We supported Hissène Habré so long that we must have known every detail of his
life. He is now on trial as war
criminal. General Suharto has never been
charged (nor have those Americans who gave him a "green light") for
his brutal invasion of East Timor. Both
probably believed that they met General Donahue's definition of
patriotism. And in Mali, our carefully
trained officers of the Special Forces answered what they thought was both patriotic
and religious duty by joining the insurgency against the government we (and we
thought they) supported. We have a poor
record of defining other peoples' patriotism.
And,
in the interest of more urgent objectives, we have been willing to support and
fund almost anyone as long as we think he might be of value. General Manuel Noriega, our man in Panama,
went on to spend 22 years in an American prison after we invaded his country and fought the soldiers we had
trained.
Indeed,
we have a poor record of even knowing who the people we train are. After the Turkish army carried out one of its
coups in the 1960s, when I was the member of the Policy Planning Council
responsible for the Middle East, I asked the appropriate branch of the Defense
Department who were the new leaders. All
of whom had been trained in America, often several times and during years. The
answer was that no one knew. Even in
army records, they were just Americanized nicknames.
And,
more generally, our sensitivity to the aspirations, hopes and fears of other
people is notoriously crude or totally lacking. Growing out of the Cold War, we thought of
many of them as simply our proxies or our enemies. Thus, we found Chad not as a place with a
certain population but just as a piece of the Libyan puzzle, and today we think
of Mali in the same way. Now we are
talking to training "carefully selected" Syrian insurgents to
overthrow Bashir. Do we have any sense
of what they will overthrow him for?
Beyond
these, what might be considered "tactical" issues are "strategic,"
legal and even moral
considerations. I leave aside the legal and moral issues -- such as what justification we have
to determine the fate of other peoples -- as they do not seem very persuasive among our leaders. But just focus on the long term or even
middle term results of the new policy:
the most obvious is that we meddle in and take some responsibility for
the politics of an array of countries in which we have little direct interest. And often with the obvious danger of a
deeper, more expensive and more painful result.

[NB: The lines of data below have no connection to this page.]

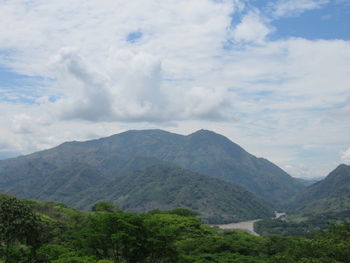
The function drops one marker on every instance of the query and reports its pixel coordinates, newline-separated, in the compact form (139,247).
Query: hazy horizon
(272,76)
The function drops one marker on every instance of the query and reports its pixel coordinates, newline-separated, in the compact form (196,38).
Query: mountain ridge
(203,151)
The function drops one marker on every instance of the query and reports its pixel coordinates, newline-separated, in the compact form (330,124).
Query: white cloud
(295,7)
(251,29)
(345,156)
(272,97)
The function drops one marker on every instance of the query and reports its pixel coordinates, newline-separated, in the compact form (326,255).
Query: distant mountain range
(112,168)
(331,194)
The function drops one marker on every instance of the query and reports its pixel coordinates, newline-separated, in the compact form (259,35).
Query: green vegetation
(64,172)
(168,187)
(331,195)
(50,232)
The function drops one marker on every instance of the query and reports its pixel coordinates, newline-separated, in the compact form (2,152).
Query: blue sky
(273,76)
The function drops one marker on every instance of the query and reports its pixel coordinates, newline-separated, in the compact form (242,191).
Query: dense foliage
(50,232)
(61,173)
(165,187)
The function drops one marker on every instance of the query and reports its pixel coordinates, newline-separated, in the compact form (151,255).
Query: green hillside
(108,158)
(167,187)
(39,232)
(331,194)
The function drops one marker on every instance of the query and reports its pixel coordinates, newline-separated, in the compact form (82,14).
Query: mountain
(165,187)
(331,194)
(307,181)
(107,158)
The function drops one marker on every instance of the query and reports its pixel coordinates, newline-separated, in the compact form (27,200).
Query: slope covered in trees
(330,195)
(73,166)
(165,187)
(59,234)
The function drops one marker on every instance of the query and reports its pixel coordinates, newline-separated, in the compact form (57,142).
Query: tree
(104,206)
(18,223)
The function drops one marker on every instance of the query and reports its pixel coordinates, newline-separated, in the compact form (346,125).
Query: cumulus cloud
(345,156)
(295,7)
(251,29)
(270,96)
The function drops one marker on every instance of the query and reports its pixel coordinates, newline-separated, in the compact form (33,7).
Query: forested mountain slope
(331,194)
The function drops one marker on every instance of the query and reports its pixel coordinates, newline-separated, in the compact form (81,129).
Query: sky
(272,76)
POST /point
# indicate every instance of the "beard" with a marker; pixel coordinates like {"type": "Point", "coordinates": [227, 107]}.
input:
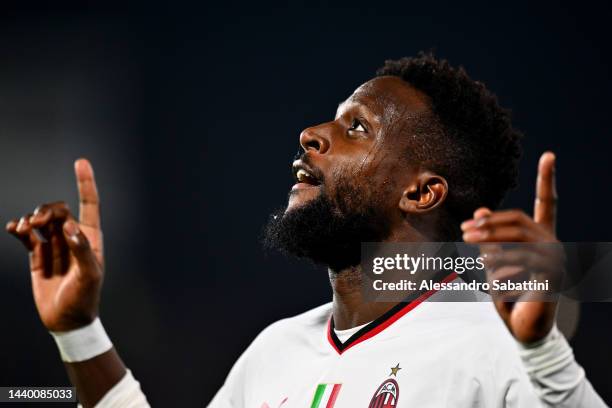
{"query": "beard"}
{"type": "Point", "coordinates": [327, 231]}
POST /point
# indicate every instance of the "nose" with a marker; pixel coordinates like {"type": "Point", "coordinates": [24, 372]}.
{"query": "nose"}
{"type": "Point", "coordinates": [314, 139]}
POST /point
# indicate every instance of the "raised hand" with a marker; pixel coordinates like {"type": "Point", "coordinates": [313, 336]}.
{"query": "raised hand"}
{"type": "Point", "coordinates": [66, 256]}
{"type": "Point", "coordinates": [528, 321]}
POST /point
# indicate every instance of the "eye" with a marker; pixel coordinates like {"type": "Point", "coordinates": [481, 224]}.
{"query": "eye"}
{"type": "Point", "coordinates": [357, 126]}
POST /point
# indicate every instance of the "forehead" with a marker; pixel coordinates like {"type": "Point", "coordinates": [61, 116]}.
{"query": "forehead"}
{"type": "Point", "coordinates": [387, 96]}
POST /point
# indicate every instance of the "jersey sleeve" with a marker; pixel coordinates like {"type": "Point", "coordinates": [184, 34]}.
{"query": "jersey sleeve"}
{"type": "Point", "coordinates": [558, 380]}
{"type": "Point", "coordinates": [231, 393]}
{"type": "Point", "coordinates": [125, 394]}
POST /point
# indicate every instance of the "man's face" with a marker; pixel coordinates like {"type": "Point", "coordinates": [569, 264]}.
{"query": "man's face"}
{"type": "Point", "coordinates": [365, 145]}
{"type": "Point", "coordinates": [350, 178]}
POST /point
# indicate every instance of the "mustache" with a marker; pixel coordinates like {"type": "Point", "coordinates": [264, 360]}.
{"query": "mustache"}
{"type": "Point", "coordinates": [307, 160]}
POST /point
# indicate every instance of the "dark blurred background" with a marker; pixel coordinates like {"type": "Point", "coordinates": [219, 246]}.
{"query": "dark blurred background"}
{"type": "Point", "coordinates": [191, 117]}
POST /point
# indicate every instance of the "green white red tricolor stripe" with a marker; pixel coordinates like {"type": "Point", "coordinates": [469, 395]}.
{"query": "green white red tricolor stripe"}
{"type": "Point", "coordinates": [325, 395]}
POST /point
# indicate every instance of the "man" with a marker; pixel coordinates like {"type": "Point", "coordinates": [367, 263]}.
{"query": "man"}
{"type": "Point", "coordinates": [410, 155]}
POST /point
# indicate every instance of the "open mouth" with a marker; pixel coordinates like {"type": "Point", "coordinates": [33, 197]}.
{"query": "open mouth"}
{"type": "Point", "coordinates": [304, 175]}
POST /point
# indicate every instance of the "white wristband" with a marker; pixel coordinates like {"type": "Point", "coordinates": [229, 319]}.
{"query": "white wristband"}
{"type": "Point", "coordinates": [83, 343]}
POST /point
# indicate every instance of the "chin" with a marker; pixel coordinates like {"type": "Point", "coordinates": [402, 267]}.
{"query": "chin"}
{"type": "Point", "coordinates": [300, 197]}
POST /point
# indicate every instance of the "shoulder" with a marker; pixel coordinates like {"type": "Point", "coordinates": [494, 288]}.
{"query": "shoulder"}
{"type": "Point", "coordinates": [295, 329]}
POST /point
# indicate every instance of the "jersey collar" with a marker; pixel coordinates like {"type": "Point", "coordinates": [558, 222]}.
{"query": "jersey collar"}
{"type": "Point", "coordinates": [380, 324]}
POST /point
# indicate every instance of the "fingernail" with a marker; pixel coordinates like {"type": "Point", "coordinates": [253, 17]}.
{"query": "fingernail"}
{"type": "Point", "coordinates": [22, 222]}
{"type": "Point", "coordinates": [465, 225]}
{"type": "Point", "coordinates": [72, 230]}
{"type": "Point", "coordinates": [480, 222]}
{"type": "Point", "coordinates": [474, 235]}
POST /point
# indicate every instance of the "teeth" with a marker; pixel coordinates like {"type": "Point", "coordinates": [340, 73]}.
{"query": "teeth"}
{"type": "Point", "coordinates": [303, 175]}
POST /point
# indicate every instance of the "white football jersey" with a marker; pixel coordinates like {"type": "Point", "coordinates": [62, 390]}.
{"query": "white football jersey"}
{"type": "Point", "coordinates": [419, 354]}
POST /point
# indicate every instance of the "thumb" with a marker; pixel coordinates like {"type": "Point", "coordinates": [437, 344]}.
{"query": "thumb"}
{"type": "Point", "coordinates": [81, 250]}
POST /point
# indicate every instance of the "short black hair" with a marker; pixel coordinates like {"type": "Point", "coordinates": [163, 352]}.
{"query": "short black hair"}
{"type": "Point", "coordinates": [468, 137]}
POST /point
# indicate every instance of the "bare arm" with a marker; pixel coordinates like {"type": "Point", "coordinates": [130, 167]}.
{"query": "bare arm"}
{"type": "Point", "coordinates": [66, 265]}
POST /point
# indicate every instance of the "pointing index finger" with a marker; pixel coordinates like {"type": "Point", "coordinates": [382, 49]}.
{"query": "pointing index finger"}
{"type": "Point", "coordinates": [89, 207]}
{"type": "Point", "coordinates": [545, 207]}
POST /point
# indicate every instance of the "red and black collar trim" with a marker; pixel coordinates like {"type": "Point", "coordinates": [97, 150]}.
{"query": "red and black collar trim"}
{"type": "Point", "coordinates": [380, 324]}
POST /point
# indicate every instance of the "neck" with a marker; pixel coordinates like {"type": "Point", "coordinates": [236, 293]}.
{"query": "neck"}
{"type": "Point", "coordinates": [349, 307]}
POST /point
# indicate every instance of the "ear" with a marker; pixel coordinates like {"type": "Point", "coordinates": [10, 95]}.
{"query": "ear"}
{"type": "Point", "coordinates": [425, 192]}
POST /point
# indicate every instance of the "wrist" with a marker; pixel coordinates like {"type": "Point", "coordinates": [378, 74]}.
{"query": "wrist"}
{"type": "Point", "coordinates": [83, 343]}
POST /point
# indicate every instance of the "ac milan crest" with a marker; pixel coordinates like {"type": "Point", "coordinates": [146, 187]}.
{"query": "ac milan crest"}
{"type": "Point", "coordinates": [386, 395]}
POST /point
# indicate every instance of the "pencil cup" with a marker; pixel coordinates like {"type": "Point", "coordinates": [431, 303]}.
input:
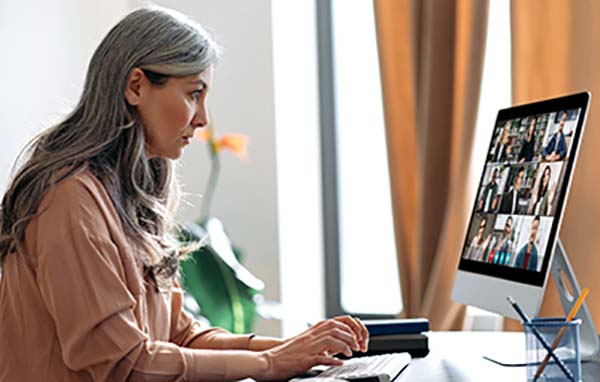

We are close to this commitment in Syria.
Less
obvious is that our activities, no matter how carefully differentiated, will be
seen to add up to an overall policy of militarism, support of oppressive dictatorships and
opposition to popular forces. They also
meld into a policy of opposition to the religion of over a billion people,
Islam. And they do so a great expense to our
expressed desires to enable people everywhere, including at home, to live
healthier, safer and decent lives.
I
end with a prediction: in practically
every country where Mr. Sheehan's and General Donahue's program is employed, it
will later be seen to have led to a military coup d'etat.